Based on the segregation ratios in the progenies of ‘Yuzu’ (R1r1r2r2R3r3) in F1, F3, F11, F14, F15, F16, F17, F18, and F19, MS genotypes revealed by fertility-restorer genes were estimated in two lemon cultivars (R1r1R2r2r3r3), ‘Chinotto’ (R1R1R2r2R3r3), ‘Kabusu’ sour orange (R1R1R2r2R3r3), ‘Sudachi’ (R1r1R2r2r3r3), ‘Hanayu’ (r1r1R2r2R3r3), ‘Kabosu’ (r1r1R2r2R3r3), ‘Kizu’ (r1r1R2r2R3r3), and ‘Kusaie’ lime (r1r1R2r2R3r3). The MS genotype of ‘Yuko’ (r1r1R2r2R3r3) was estimated in the progeny of F4 with ‘Lisbon’ (R1r1R2r2r3r3) as a seed parent. Goodness-of-fit tests of the expected segregation ratio significantly supported these estimated genotypes (Tables 2 and 4).

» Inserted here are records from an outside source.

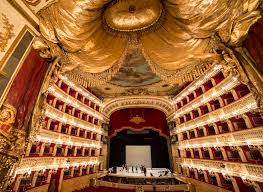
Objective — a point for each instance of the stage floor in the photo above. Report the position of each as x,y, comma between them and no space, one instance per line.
151,172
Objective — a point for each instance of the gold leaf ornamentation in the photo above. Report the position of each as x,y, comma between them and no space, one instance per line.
7,34
137,120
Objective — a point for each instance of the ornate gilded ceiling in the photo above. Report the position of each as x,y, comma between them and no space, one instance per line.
138,43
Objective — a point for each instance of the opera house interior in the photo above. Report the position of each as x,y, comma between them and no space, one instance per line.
131,95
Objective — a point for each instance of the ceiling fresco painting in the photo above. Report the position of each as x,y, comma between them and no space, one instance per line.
135,72
125,47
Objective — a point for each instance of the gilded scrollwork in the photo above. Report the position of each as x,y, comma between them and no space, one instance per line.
7,33
7,114
89,57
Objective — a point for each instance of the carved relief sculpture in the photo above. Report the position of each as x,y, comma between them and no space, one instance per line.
6,33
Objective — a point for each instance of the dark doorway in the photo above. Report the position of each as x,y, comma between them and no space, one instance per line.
159,148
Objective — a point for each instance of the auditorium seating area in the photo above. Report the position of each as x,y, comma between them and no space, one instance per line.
109,189
104,189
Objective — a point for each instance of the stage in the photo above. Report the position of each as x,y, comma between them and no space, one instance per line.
150,172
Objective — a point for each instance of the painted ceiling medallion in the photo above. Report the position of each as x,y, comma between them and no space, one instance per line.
137,120
133,15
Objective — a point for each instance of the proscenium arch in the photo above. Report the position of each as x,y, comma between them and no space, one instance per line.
155,123
162,104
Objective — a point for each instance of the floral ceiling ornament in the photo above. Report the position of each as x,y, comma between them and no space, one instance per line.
7,33
176,37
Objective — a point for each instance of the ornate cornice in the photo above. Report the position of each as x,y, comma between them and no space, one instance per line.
37,164
245,137
162,104
252,172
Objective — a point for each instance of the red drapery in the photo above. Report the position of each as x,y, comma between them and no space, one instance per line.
25,88
254,44
152,118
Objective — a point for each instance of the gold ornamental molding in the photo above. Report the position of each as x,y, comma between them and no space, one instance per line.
239,107
39,163
59,138
161,104
248,171
253,136
7,32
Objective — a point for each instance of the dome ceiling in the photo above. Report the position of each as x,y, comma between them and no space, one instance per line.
98,41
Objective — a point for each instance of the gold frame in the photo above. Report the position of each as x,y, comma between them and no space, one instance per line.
8,54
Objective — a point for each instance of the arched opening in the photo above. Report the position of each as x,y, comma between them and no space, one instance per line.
139,129
147,137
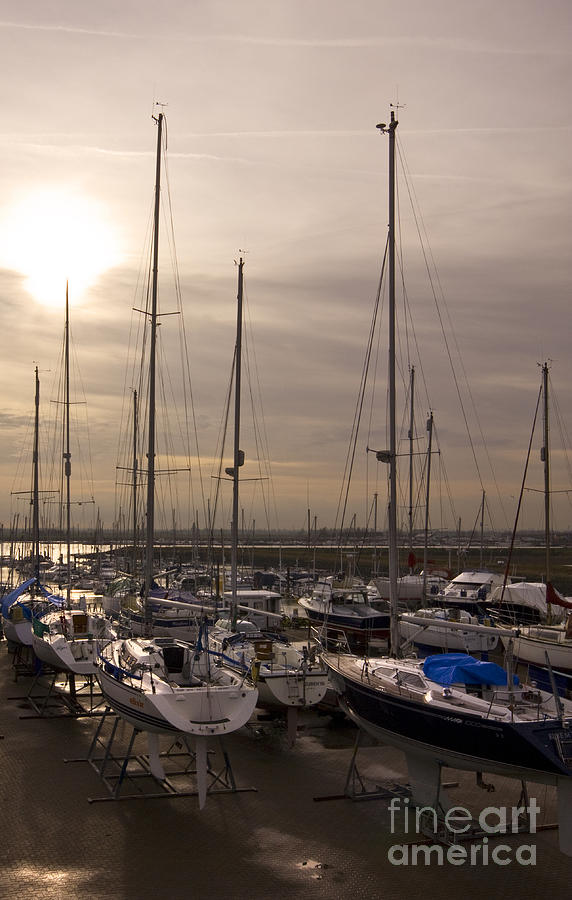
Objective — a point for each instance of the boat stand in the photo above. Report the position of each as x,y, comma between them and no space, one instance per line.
63,695
356,788
117,769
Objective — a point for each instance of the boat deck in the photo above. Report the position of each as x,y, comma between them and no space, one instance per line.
276,841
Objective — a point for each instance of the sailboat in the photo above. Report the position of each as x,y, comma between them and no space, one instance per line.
30,598
450,709
549,642
164,685
285,676
69,639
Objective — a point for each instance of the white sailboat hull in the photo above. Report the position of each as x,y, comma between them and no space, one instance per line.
213,701
531,648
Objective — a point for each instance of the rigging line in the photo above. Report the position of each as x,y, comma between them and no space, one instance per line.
348,469
82,466
260,432
445,476
564,437
417,217
184,344
515,526
220,446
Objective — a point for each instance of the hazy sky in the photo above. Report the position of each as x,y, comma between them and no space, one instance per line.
272,148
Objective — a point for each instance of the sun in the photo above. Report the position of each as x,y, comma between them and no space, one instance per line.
54,236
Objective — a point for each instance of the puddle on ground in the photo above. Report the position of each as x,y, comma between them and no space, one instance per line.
313,866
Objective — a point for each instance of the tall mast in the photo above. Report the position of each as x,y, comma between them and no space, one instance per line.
35,482
427,495
545,457
411,426
238,454
67,450
134,486
392,510
152,366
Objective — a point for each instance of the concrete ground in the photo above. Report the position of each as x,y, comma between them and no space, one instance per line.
294,835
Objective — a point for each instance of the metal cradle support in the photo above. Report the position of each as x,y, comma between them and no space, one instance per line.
128,775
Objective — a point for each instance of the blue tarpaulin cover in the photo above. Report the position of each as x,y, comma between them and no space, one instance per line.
10,598
458,668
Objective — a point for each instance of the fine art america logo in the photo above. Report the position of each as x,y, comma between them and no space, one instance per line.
456,825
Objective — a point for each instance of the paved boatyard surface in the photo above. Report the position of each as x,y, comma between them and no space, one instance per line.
276,841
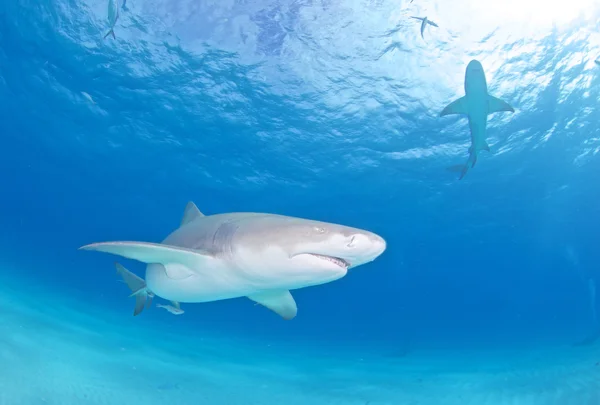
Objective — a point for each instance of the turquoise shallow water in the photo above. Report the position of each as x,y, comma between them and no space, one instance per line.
326,110
55,352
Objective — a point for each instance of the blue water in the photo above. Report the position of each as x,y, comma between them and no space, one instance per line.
317,109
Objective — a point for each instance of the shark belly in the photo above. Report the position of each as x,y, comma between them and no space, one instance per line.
217,283
478,120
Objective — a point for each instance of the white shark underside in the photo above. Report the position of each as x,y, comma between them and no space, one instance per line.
477,104
254,255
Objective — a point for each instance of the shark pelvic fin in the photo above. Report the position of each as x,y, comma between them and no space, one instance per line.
279,301
191,212
497,105
137,285
459,106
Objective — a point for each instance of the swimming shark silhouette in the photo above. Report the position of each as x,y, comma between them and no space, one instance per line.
113,16
477,104
254,255
424,22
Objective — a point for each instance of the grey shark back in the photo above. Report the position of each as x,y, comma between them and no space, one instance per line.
257,255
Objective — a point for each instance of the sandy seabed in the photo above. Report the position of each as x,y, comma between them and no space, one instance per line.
58,353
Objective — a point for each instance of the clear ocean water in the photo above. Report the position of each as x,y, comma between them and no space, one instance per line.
326,110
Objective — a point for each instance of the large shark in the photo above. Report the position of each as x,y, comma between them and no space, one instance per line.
259,256
477,104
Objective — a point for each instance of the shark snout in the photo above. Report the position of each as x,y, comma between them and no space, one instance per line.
368,247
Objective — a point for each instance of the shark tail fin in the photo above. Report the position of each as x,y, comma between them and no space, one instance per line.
138,287
111,32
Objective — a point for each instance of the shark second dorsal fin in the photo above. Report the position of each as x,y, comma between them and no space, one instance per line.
191,212
459,106
279,301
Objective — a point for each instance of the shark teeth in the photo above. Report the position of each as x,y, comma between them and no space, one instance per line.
335,260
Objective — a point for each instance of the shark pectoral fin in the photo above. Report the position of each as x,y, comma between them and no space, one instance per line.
191,212
152,253
134,282
176,271
497,105
459,106
280,301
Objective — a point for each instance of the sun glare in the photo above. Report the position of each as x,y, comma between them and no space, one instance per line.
544,12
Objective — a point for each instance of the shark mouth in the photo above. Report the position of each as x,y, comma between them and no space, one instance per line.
335,260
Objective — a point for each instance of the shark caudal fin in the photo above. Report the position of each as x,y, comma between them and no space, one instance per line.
139,290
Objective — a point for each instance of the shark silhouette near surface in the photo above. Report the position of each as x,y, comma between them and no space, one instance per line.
476,104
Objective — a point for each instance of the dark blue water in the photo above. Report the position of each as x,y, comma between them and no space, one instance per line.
322,110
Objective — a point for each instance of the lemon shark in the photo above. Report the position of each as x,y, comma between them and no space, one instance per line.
424,22
254,255
476,104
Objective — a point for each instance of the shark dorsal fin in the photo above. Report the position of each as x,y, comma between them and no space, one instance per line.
191,212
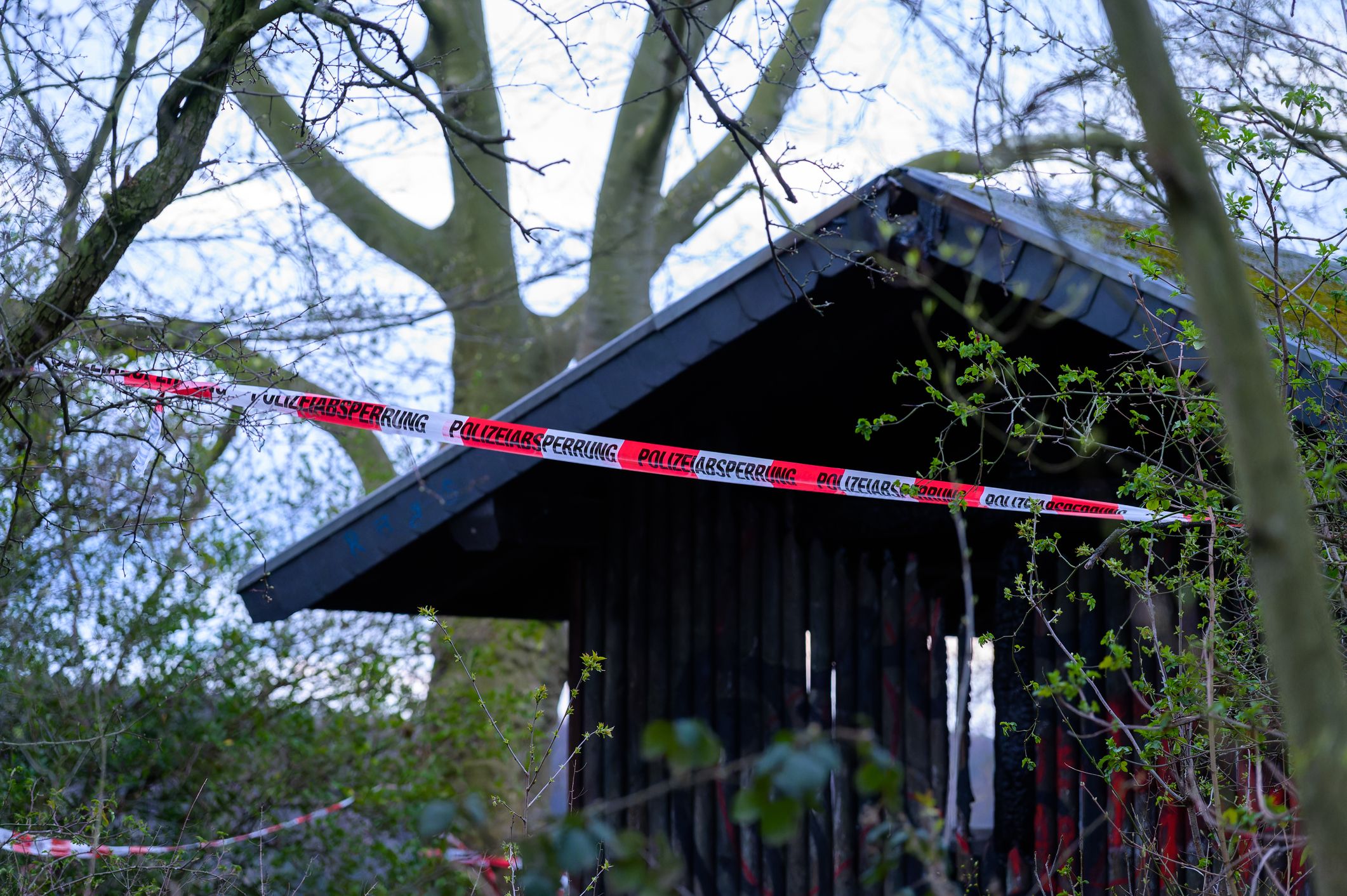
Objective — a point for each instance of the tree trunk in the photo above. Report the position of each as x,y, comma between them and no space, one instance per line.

The MS genotypes of ‘Bouquet de Fleurs’ and ‘Etrog’ citron, which generated male-sterile zygotic seedlings in F9 and F14 (Table 2), are considered to be heterozygous for one, two or all three nuclear genes, but this could not be assessed because of the small number of seedlings examined.
Table 4.
Segregation of male sterile zygotic seedlings with large (underdeveloped) anthers and those with small (undeveloped) anthers in the progenies of four crosses with four acid citrus cultivars.
| Family |
Cross |
Observed ratio |
Expected ratio |
χ2 |
P |
|
|
| Fertile |
Large |
Small |
Fertile : Large : Small |
| F8 |
Hanayu × Lisbon |
46 |
7 |
11 |
11 : 3 : 2 |
3.2999 |
0.192 |
| F11 |
Hanayu × Yuzu |
37 |
2 |
9 |
11 : 1 : 4 |
1.5682 |
0.457 |
| F13z |
Hanayu × Kabosu |
31 |
9 |
10 |
9 : 3 : 4 |
0.8089 |
0.667 |
| F13y |
Hanayu × Kabosu |
31 |
8 |
11 |
9 : 3 : 4 |
0.6756 |
0.713 |
| F18 |
Yuzu × Kabosu |
15 |
0 |
6 |
11 : 1 : 4 |
1.4416 |
0.486 |
z Based on the postulation that one male-sterile zygotic seedling, whose anther size was not measured, generated small sterile anthers (see
Table 2).
y Based on the postulation that the one male-sterile zygotic seedling, whose anther size was not measured, generated large sterile anthers (see
Table 2).
The goodness-of-fit test for segregation in progenies of F12, F23, F24, and F25 with ‘Sudachi’ as a pollen or seed parent suggests that ‘Sudachi’ has normal cytoplasm (N) resulting in male fertility (Table 2). Hence, the MS genotype of ‘Sudachi’ was estimated to be (N)R1r1R2r2r3r3. It was not assessed whether ‘Kabusu’ sour orange has sterile cytoplasm, because in the progeny of F7 with ‘Kabusu’ sour orange as a seed parent, male-sterile seedlings were not generated, although male-sterile seedlings were generated in F17 with ‘Kabusu’ sour orange as a pollen parent; a large number of zygotic seedlings are necessary to determine cytoplasmic sterility. Hence, the MS genotype of ‘Kabusu’ was estimated as (S?)R1r1R2r2R3R3 (Table 2).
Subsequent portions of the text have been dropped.